- 2 packages active dry yeast
- 2 teaspoons sugar
- 1/4 cup warm water
- 1 1/2 cups stone-ground cornmeal, plus additional for sprinkling
- 2 teaspoons salt
- 1 cup boiling water
- 1/4 cup (1/2 stick) unsalted butter, melted and cooled
- 2 cups all-purpose flour, plus more for dusting
- Extra-virgin olive oil, for brushing
- 1 tablespoon coarse salt
In a small bowl combine the yeast, sugar, and the warm water in a large bowl until the yeast is dissolved and foamy, about 5 to 10 minutes.
In a large mixing bowl, combine the cornmeal and salt with the boiling water. Beat vigorously with a wooden spoon to blend. Add the melted butter and mix to incorporate. Now, pour the yeast mixture into the cornmeal mixture, stirring to combine. Gradually add the flour, mixing well after each addition. Add a couple of tablespoons of water if the dough feels dry and doesn't come together easily. Continue to mix until a dough forms into a ball. Turn the dough out onto a lightly floured surface and knead, adding just enough flour to keep the dough from sticking, until smooth and elastic, about 5 to 10 minutes.
Grease a large bowl with oil and transfer the dough to the bowl, brush the top with more oil so it is completely coated. Cover the dough with a kitchen towel and let it rise in a warm place until doubled in bulk, about 11/2 hours.
Turn the dough out onto the floured surface and knead briefly, 3 or 4 times, to punch out the air. Gather the dough into a ball and shape it into a round loaf. Cover the dough with a kitchen towel and let rise again until doubled in bulk, about 1 hour.
Preheat the oven to 400 degrees F. and place a pizza stone in the oven to heat up.

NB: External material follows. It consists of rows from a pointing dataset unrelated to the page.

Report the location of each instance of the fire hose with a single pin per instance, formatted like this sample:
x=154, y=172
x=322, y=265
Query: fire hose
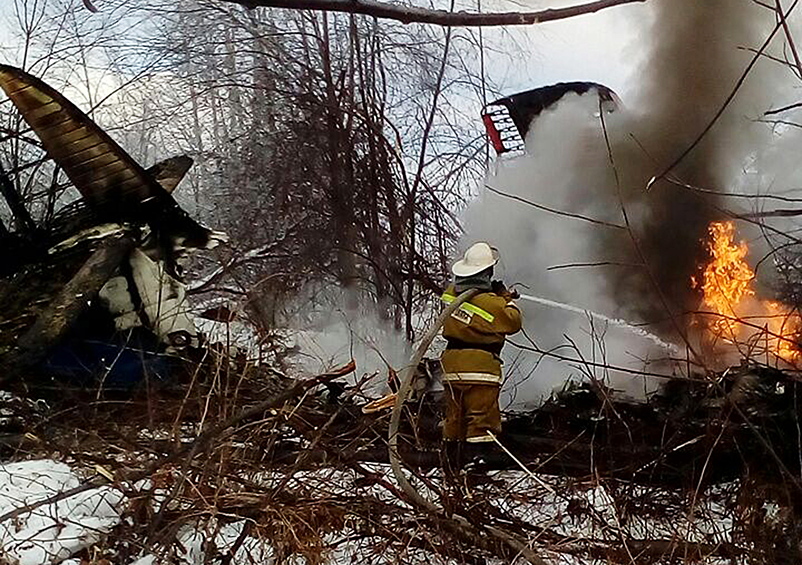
x=407, y=378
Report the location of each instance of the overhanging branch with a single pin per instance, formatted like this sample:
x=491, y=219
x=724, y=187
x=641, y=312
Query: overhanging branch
x=413, y=14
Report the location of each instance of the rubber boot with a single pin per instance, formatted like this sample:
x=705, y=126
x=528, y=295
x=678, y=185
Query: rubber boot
x=452, y=456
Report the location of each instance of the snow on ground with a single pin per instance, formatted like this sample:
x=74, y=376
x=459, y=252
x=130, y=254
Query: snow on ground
x=52, y=532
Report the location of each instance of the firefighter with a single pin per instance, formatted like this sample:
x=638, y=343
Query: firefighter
x=475, y=333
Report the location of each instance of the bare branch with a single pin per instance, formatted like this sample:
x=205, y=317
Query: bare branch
x=413, y=14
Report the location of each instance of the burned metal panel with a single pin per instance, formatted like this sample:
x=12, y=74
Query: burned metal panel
x=507, y=120
x=113, y=185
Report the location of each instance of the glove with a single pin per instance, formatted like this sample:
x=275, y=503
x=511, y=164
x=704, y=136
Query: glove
x=499, y=288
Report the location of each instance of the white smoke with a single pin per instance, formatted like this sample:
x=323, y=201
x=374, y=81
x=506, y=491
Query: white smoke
x=694, y=54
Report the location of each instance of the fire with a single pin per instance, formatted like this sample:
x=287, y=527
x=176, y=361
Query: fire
x=755, y=326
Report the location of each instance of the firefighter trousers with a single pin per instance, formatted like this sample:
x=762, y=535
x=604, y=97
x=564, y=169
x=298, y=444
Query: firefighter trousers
x=471, y=410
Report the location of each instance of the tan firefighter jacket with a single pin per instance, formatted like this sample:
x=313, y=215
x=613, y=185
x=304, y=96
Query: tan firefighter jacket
x=475, y=333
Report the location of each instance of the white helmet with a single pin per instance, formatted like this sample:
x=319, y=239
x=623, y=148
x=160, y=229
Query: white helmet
x=477, y=258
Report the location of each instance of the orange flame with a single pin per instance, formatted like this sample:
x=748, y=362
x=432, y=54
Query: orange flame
x=753, y=325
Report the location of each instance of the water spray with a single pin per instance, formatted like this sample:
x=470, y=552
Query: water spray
x=612, y=321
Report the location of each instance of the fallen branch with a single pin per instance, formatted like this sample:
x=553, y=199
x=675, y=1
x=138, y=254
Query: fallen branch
x=193, y=448
x=413, y=14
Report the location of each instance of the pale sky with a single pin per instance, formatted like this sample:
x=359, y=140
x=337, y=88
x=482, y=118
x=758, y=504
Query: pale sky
x=600, y=47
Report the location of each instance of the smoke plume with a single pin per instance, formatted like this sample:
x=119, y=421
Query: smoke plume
x=693, y=55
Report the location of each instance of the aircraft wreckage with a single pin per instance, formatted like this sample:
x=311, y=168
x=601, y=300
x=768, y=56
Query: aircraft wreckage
x=94, y=290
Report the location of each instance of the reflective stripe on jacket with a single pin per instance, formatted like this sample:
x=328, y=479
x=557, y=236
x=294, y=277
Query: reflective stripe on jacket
x=484, y=322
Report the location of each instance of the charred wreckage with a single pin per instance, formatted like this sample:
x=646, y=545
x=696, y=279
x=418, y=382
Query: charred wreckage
x=95, y=296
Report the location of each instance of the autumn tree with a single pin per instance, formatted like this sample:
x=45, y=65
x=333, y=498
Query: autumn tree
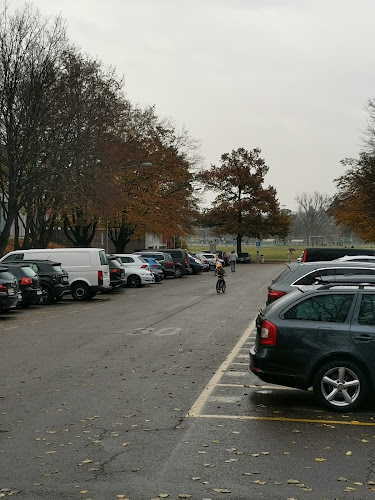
x=312, y=217
x=156, y=199
x=243, y=206
x=353, y=207
x=30, y=55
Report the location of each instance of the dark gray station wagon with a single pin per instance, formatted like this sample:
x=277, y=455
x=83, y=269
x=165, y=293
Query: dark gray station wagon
x=324, y=338
x=304, y=275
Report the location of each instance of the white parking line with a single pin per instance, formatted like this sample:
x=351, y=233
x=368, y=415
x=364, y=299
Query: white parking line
x=198, y=405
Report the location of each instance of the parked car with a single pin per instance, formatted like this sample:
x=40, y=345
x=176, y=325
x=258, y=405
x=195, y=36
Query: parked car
x=116, y=272
x=137, y=270
x=164, y=258
x=357, y=258
x=179, y=256
x=223, y=256
x=8, y=290
x=28, y=283
x=155, y=268
x=53, y=279
x=244, y=258
x=211, y=258
x=324, y=338
x=87, y=267
x=304, y=275
x=195, y=264
x=311, y=254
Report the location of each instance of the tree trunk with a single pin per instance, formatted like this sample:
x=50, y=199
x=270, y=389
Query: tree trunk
x=239, y=243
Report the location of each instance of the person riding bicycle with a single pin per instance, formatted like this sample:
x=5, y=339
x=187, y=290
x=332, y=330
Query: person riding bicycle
x=219, y=271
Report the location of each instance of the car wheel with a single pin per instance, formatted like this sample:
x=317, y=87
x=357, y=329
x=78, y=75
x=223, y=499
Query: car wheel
x=341, y=385
x=178, y=272
x=134, y=281
x=47, y=296
x=80, y=291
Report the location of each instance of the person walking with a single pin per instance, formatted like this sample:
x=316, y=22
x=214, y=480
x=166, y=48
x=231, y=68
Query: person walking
x=232, y=260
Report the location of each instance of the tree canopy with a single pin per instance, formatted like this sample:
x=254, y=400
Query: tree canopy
x=243, y=206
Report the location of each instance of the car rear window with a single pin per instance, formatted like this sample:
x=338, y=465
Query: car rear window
x=103, y=258
x=6, y=275
x=330, y=308
x=366, y=314
x=282, y=275
x=27, y=271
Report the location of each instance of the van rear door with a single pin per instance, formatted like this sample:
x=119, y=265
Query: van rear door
x=104, y=280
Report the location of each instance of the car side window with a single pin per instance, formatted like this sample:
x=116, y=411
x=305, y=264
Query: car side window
x=366, y=314
x=309, y=279
x=333, y=308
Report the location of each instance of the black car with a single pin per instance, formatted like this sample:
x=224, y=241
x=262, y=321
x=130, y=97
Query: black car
x=116, y=272
x=28, y=282
x=53, y=279
x=8, y=290
x=322, y=338
x=244, y=257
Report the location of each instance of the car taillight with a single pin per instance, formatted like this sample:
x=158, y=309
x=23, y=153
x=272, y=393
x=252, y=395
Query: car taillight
x=274, y=294
x=26, y=281
x=268, y=333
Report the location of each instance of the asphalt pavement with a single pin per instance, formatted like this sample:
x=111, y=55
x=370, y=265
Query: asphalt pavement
x=146, y=394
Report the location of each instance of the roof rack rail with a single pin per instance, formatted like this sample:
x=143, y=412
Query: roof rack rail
x=345, y=279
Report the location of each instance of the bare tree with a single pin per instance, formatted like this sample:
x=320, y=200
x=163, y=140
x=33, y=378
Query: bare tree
x=30, y=51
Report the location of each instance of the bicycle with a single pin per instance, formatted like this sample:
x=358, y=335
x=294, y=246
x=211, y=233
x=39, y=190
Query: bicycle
x=220, y=284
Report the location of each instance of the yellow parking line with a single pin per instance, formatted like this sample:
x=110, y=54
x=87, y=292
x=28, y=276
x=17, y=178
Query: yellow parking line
x=197, y=406
x=282, y=419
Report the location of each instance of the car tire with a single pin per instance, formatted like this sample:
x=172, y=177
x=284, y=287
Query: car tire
x=80, y=291
x=341, y=385
x=134, y=281
x=47, y=295
x=178, y=272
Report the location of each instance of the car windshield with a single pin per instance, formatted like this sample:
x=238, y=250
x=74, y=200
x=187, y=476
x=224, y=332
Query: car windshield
x=27, y=271
x=5, y=275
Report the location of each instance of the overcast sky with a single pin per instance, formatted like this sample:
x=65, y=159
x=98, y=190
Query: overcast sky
x=291, y=77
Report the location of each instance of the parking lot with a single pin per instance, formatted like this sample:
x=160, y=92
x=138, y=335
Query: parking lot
x=147, y=393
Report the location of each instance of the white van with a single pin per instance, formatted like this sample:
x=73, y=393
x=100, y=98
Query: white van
x=87, y=268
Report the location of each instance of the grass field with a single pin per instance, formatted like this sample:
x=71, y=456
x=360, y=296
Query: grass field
x=273, y=253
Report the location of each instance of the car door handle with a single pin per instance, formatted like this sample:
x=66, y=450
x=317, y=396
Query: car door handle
x=364, y=337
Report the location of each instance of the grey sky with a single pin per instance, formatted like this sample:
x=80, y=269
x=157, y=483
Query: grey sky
x=291, y=77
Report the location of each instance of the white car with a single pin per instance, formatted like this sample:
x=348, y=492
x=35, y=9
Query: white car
x=211, y=258
x=137, y=270
x=357, y=258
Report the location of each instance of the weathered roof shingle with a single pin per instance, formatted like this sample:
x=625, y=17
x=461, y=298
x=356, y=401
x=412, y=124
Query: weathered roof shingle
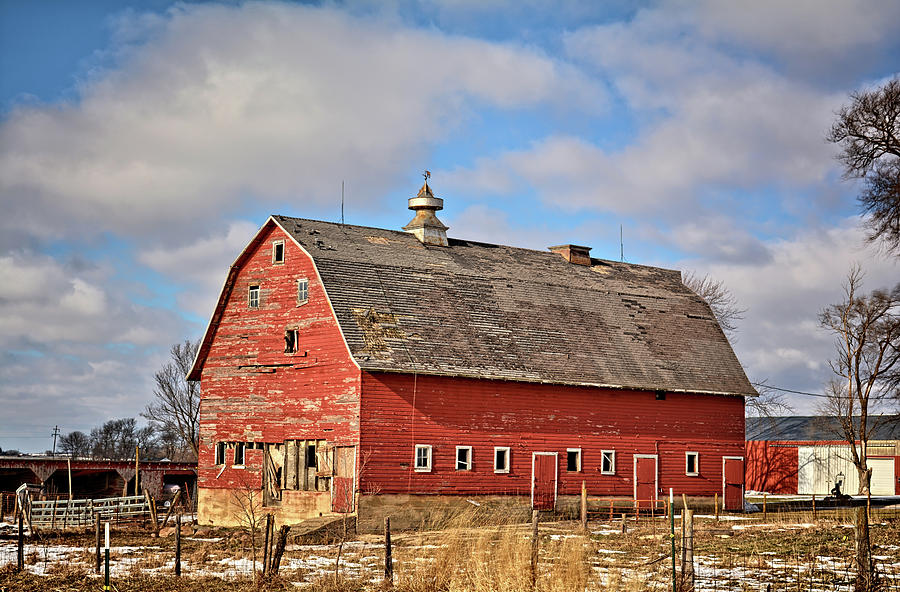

Put the dough round on the pizza stone and brush the top with oil. Sprinkle the top of the bread with coarse salt. Bake in middle of the oven for 40 to 50 minutes until the bread is golden brown and bottom sounds hollow when tapped. *To recreate the steam effect from authentic Portuguese brick ovens, spray the bread and oven walls with cold water every 10 minutes. Transfer the bread to a wire rack to cool.